A Theory of Emotion, and its Application to Understanding the Neural Basis of Emotion

Pages 161-190 | Received 13 Dec 1989, Published online: 07 Jan 2008
 

Abstract

It is shown that emotions can usefully be considered as states produced by reinforcing stimuli. The ways in which a wide variety of emotions can be produced, and the functions of emotion, are considered. There is evidence that the amygdala is involved in the formation of stimulus-reinforcement associations, and the orbitofrontal cortex with correcting behavioural responses when these are no longer appropriate because previous reinforcement contingencies change. This evidence comes from the effects of damage to these structures, and from recording the activity of single neurons in these structures in the monkey during the formation and disconnection of stimulus-reinforcement associations.

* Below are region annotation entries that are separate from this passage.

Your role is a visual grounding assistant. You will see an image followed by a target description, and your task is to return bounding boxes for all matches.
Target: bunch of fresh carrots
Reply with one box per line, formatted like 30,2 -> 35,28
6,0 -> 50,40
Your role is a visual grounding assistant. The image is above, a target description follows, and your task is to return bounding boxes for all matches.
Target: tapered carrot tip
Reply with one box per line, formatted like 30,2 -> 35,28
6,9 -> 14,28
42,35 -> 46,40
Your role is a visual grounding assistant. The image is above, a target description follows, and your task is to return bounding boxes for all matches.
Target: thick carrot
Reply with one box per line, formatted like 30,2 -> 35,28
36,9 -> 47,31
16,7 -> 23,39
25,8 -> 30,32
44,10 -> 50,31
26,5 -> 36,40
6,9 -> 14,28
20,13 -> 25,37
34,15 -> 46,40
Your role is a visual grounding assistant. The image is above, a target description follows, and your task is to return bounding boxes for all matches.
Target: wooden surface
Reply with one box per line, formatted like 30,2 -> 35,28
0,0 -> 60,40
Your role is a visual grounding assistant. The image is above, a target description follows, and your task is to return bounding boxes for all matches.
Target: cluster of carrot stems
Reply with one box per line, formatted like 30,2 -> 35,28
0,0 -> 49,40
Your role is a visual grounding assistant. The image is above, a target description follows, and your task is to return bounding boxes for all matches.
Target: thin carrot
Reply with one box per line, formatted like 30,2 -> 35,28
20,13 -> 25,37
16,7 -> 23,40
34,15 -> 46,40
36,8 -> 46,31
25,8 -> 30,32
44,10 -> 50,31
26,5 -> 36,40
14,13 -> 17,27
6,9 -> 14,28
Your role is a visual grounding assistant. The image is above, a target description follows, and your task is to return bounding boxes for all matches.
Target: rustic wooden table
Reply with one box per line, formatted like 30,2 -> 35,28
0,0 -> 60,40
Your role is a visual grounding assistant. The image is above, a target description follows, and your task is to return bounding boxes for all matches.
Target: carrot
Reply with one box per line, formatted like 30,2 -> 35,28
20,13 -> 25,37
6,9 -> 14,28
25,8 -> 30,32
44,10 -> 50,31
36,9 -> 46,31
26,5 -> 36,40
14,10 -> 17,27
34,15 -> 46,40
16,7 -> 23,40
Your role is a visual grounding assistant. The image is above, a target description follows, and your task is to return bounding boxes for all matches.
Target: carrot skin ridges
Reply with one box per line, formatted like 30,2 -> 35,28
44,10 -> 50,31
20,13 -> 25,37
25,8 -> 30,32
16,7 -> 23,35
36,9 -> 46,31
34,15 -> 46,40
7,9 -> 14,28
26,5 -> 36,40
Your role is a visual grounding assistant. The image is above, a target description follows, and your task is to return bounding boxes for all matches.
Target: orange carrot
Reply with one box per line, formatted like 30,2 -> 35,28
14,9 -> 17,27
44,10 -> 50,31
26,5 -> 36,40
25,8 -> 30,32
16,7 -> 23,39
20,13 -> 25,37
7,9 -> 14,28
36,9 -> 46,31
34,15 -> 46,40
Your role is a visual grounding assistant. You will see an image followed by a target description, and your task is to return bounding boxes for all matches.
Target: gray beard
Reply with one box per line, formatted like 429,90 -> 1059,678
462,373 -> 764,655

In so far as emotions can be defined as states produced by reinforcing stimuli, then the amygdala and orbitofrontal cortex are seen to be of great importance for emotions, in that they are involved respectively in the elicitation of learned emotional responses, and in the correction or adjustment of these emotional responses as the reinforcing value of environmental stimuli alters. One of the theses advanced is that the changes in emotional behaviour produced by damage to the brain can be analysed and understood by considering how different parts of it function in reinforcement and in the formation and disconnection of stimulus-reinforcement connections. Another thesis is that there is a population of neurons in the amygdala and parts of the temporal lobe visual cortex specialised to respond to faces, and that these neurons may be involved in social and emotional resposes to faces.

Some of the outputs of the amygdala and orbitofrontal cortex are directed to the hypothalamus, which not only provides one route for these reinforcing environmental events to produce autonomic responses, but also is implicated in the utilisation of such stimuli in motivational responses, such as feeding and drinking, and in emotional behaviour. Other outputs of the amygdala and orbitofrontal cortex which may enable them to influence behaviour are directed to the striatum, and also back towards some of the cortical regions from which they receive inputs. It is suggested that these latter projections are important in the effects which mood states have on cognitive processing.